За пошив платья ушла еще одна зарплата поварихи, но Таисия и секунды не пожалела денег, когда примерила готовое изделие. В огромном зеркале она увидела стройную женщину с пунцовым от смущения и радости лицом. Темно-голубое платье с блестящей атласной отделкой на груди и рукавах удачно сочеталось с темно-русыми волосами и румяным лицом Таисии. Глядя на свое отображение в зеркале, она могла честно сказать о себе: «Красавица».

Зинаида Симакова и та загляделась на клиентку, которая как замерла, засмотревшись на себя, и так простояла четверть часа.

–Вы довольны?—спросила она, хотя и без слов было ясно, что клиентка без ума от работы закройщицы.

Женщина повернулась одним боком, потом другим—придраться не к чему. Если бы Таисия была бы посмелее, она бы непременно расцеловала Зинаиду Симакову, но вместо этого приложила ладонь к груди и прикрыла глаза в восторге. Закройщица еще минуту потопталась возле Таисии, а потом поспешила к другим клиенткам, которые терпеливо ожидали своей очереди.

Прижимая к груди аккуратный пакет с упакованным платьем, Таисии ног не чуяла перед собой. Несмотря на усиливающийся к вечеру мороз, она медленно брела по заледеневшему тротуару, улыбалась своим мыслям и ощущала себя, наверное, так же, как Золушка перед балом. Теперь можно звонить Давиду Михеевичу.

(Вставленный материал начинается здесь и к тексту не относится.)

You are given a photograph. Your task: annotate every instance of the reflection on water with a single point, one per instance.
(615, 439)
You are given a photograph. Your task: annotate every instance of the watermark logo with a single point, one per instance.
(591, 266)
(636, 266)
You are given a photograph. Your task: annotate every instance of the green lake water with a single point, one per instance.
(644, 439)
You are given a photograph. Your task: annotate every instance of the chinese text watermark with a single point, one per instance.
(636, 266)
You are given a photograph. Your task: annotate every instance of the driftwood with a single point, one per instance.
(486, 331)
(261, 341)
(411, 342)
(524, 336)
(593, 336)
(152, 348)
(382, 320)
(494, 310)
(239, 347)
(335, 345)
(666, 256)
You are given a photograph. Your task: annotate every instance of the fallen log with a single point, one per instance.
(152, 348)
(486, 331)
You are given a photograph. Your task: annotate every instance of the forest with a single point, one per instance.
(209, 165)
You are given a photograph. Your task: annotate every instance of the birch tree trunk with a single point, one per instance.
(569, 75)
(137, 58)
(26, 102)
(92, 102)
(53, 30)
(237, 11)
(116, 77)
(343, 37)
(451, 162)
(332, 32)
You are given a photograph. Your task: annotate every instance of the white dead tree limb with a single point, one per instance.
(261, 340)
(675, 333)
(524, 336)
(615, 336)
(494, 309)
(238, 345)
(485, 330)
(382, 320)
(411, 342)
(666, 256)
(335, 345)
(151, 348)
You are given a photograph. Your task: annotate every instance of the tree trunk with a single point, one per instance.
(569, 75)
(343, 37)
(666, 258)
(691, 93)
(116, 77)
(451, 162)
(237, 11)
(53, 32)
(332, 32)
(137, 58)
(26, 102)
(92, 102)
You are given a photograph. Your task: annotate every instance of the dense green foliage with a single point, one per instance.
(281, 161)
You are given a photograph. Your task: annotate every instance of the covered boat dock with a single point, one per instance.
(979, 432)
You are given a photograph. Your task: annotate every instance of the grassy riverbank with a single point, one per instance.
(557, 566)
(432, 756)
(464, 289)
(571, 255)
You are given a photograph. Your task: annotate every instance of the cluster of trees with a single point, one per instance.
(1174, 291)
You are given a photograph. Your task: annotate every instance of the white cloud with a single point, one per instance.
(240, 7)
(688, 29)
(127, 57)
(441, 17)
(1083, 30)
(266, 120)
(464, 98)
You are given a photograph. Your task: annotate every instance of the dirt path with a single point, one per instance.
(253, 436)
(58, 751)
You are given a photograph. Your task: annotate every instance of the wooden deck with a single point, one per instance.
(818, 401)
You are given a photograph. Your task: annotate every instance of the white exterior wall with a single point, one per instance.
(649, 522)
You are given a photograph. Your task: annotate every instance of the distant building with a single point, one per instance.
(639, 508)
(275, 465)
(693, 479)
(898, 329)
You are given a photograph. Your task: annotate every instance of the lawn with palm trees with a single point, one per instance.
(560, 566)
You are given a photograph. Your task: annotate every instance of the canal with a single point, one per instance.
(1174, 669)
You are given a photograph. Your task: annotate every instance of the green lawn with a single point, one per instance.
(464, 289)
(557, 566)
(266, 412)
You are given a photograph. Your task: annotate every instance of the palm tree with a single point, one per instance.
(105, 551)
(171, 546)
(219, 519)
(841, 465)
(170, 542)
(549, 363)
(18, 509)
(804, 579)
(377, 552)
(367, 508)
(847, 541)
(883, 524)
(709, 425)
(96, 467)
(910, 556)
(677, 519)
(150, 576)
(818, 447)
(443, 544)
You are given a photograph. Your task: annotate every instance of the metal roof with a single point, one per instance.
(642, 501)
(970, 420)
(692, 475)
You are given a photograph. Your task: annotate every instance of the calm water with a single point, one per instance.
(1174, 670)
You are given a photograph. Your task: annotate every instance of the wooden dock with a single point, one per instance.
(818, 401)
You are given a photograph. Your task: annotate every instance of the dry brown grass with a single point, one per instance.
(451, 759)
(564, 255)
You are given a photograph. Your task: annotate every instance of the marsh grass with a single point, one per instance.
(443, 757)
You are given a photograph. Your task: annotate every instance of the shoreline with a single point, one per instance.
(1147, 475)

Их встреча состоялась в крошечном кабинете поликлиники, можно сказать, в закутке, где едва размещался стол, заваленный ящичками с разными смесями и множеством форм челюстей, два деревянных стула с высокими спинками, обтянутыми дерматином, и хлипкая кушетка, которая представляла собой смесь обеденного и письменного стола.

В белом халате и шапочке, в больших роговых очках Давид Михеевич показался Таисии профессором медицины. Она стояла перед ним в новом платье (пальто сдала в гардероб) и растоптанных зимних сапожках и про себя ужасалась, что посмела прийти к такому человеку, имея в мыслях не только новые зубы, но и… Что? Неужели она пришла на свидание? Один раз в автобусе увидела и сразу прибежала? Хотя, конечно, не сразу, месяц почти прошел, но это не имеет никакого значения.